Join lines with the same start string

andrejm · October 1, 2011, 7:09am

I have the text like:

DN11-001 Thats the first line which needs to be
DN11-001 joined with the second line and also to
DN11-001 the third line as they all begin with the same
DN11-001 document number.
DN11-002 The number of lines differ
DN11-002 among the documents.
DN11-005 It can also be just one line.

to be modified in a way that all text with the same start string is in one row:

DN11-001 Thats the first line which needs to be joined with the second line and also to the third line as they all begin with the same document number.
DN11-002 The number of lines differ among the documents.
DN11-005 It can also be just one line.

Thank you.
Andrej

ahamed101 · October 1, 2011, 7:52am

Try this...

 awk '{if(val==$1){gsub(val,"");printf $0}else{if(NR>1)print "";val=$1;printf $0}}END{print ""}' input_file

If in solaris, use nawk.

--ahamed

andrejm · October 1, 2011, 9:40am

I have Mac OS X and the code doesn't produce the expected result. Output looks the same as input

Thanks
Andrej

ltomuno · October 1, 2011, 9:52am

sed -n 's/DN[0-9]\{2\}-[0-9]\{3\} //p' input|awk '{ORS="";gsub("\\.",".\n\r");print}'

durden_tyler · October 1, 2011, 10:30am

$
$
$ cat f9
DN11-001 Thats the first line which needs to be
DN11-001 joined with the second line and also to
DN11-001 the third line as they all begin with the same
DN11-001 document number.
DN11-002 The number of lines differ
DN11-002 among the documents.
DN11-005 It can also be just one line.
$
$
$ perl -lne '/^(.*?) (.*)$/;
             if (! defined $x{$1}) {print $k,$v while ($k,$v)=each %x; %x=()}
             $x{$1}.=" $2";
             END {print $k,$v while ($k,$v)=each %x}' f9
DN11-001 Thats the first line which needs to be joined with the second line and also to the third line as they all begin with the same document number.
DN11-002 The number of lines differ among the documents.
DN11-005 It can also be just one line.
$
$
$

tyler_durden

andrejm · October 1, 2011, 10:56am

All three solutions work, thank you! The problem is that it works only on sample date, the real data obviously contains some special characters that need to be cleared. I guess I need to check which characters are not allowed?

Andrej

durden_tyler · October 1, 2011, 11:11am

Can you post an example of your real data?

tyler_durden

ravi_agarwalla · October 2, 2011, 1:29am

awk '{if(val==$1){gsub(val,"");printf $0}else{if(NR>1)print "";val=$1;printf $0}}END{print ""}' input_file

can someone explain the above command. how it will work

andrejm · October 2, 2011, 4:48am

Thank you, I thought nobody would care about it anymore! Attached is a sample of real data.

Andrej

ravi_agarwalla · October 2, 2011, 4:52am

Hi,

I want to know how the command will work with the above data.. it will be good if u explain the command and how it will join.
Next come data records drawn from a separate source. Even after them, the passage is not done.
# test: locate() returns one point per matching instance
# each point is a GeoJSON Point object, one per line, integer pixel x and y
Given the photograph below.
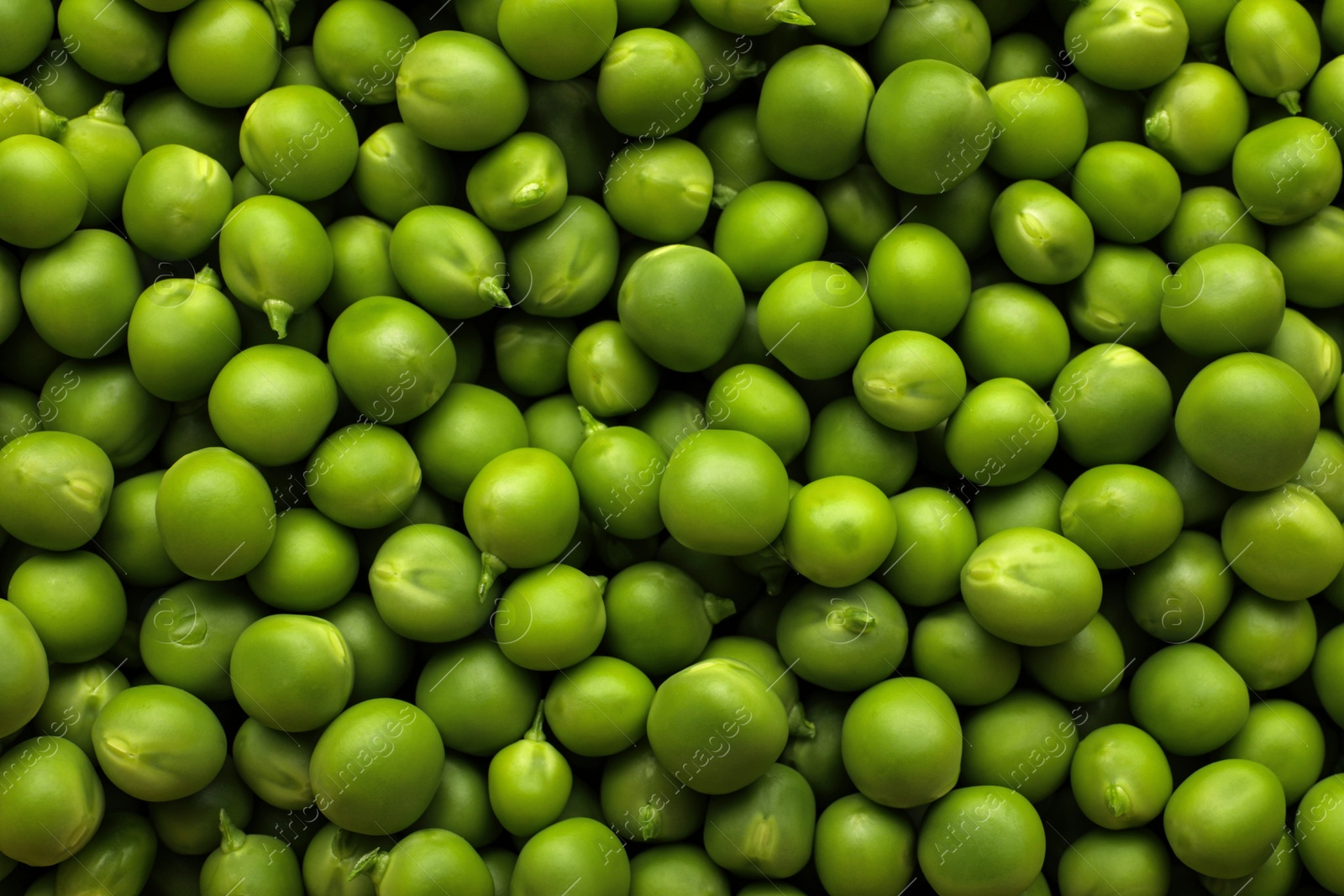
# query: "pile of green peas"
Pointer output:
{"type": "Point", "coordinates": [640, 448]}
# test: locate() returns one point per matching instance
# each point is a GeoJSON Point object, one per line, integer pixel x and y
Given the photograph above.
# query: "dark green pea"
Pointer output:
{"type": "Point", "coordinates": [951, 31]}
{"type": "Point", "coordinates": [1310, 351]}
{"type": "Point", "coordinates": [1196, 117]}
{"type": "Point", "coordinates": [181, 333]}
{"type": "Point", "coordinates": [360, 46]}
{"type": "Point", "coordinates": [449, 262]}
{"type": "Point", "coordinates": [952, 116]}
{"type": "Point", "coordinates": [971, 665]}
{"type": "Point", "coordinates": [476, 698]}
{"type": "Point", "coordinates": [362, 264]}
{"type": "Point", "coordinates": [1128, 46]}
{"type": "Point", "coordinates": [123, 43]}
{"type": "Point", "coordinates": [1287, 170]}
{"type": "Point", "coordinates": [190, 825]}
{"type": "Point", "coordinates": [1274, 49]}
{"type": "Point", "coordinates": [225, 53]}
{"type": "Point", "coordinates": [1112, 403]}
{"type": "Point", "coordinates": [74, 699]}
{"type": "Point", "coordinates": [398, 172]}
{"type": "Point", "coordinates": [644, 802]}
{"type": "Point", "coordinates": [65, 474]}
{"type": "Point", "coordinates": [1241, 833]}
{"type": "Point", "coordinates": [1042, 128]}
{"type": "Point", "coordinates": [577, 849]}
{"type": "Point", "coordinates": [1043, 235]}
{"type": "Point", "coordinates": [568, 113]}
{"type": "Point", "coordinates": [773, 817]}
{"type": "Point", "coordinates": [73, 600]}
{"type": "Point", "coordinates": [268, 866]}
{"type": "Point", "coordinates": [1018, 55]}
{"type": "Point", "coordinates": [275, 257]}
{"type": "Point", "coordinates": [54, 805]}
{"type": "Point", "coordinates": [107, 150]}
{"type": "Point", "coordinates": [1183, 591]}
{"type": "Point", "coordinates": [168, 117]}
{"type": "Point", "coordinates": [1112, 114]}
{"type": "Point", "coordinates": [918, 732]}
{"type": "Point", "coordinates": [1001, 432]}
{"type": "Point", "coordinates": [732, 145]}
{"type": "Point", "coordinates": [660, 192]}
{"type": "Point", "coordinates": [460, 92]}
{"type": "Point", "coordinates": [275, 763]}
{"type": "Point", "coordinates": [1207, 217]}
{"type": "Point", "coordinates": [1025, 741]}
{"type": "Point", "coordinates": [812, 110]}
{"type": "Point", "coordinates": [467, 429]}
{"type": "Point", "coordinates": [682, 305]}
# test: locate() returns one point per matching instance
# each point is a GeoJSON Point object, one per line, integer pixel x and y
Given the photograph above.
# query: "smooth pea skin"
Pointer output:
{"type": "Point", "coordinates": [215, 513]}
{"type": "Point", "coordinates": [1274, 49]}
{"type": "Point", "coordinates": [1226, 819]}
{"type": "Point", "coordinates": [1001, 432]}
{"type": "Point", "coordinates": [1131, 45]}
{"type": "Point", "coordinates": [460, 92]}
{"type": "Point", "coordinates": [660, 192]}
{"type": "Point", "coordinates": [1189, 699]}
{"type": "Point", "coordinates": [717, 727]}
{"type": "Point", "coordinates": [1287, 170]}
{"type": "Point", "coordinates": [1213, 421]}
{"type": "Point", "coordinates": [906, 725]}
{"type": "Point", "coordinates": [931, 127]}
{"type": "Point", "coordinates": [725, 492]}
{"type": "Point", "coordinates": [54, 805]}
{"type": "Point", "coordinates": [1007, 855]}
{"type": "Point", "coordinates": [577, 849]}
{"type": "Point", "coordinates": [1043, 235]}
{"type": "Point", "coordinates": [159, 743]}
awk '{if(val==$1){gsub(val,"");printf $0}else{if(NR>1)print "";val=$1;printf $0}}END{print ""}' input_file

ahamed101 · October 2, 2011, 2:26pm

RealData.txt has \r. Use the below code to replace it with \n

sed -i 's/\r/\n/g' RealData.txt

And then execute the commands we have given!

--ahamed

---------- Post updated at 11:26 AM ---------- Previous update was at 11:24 AM ----------

btw, I have no Mac. I do all these in "back | track" -- Ubuntu Linux

--ahamed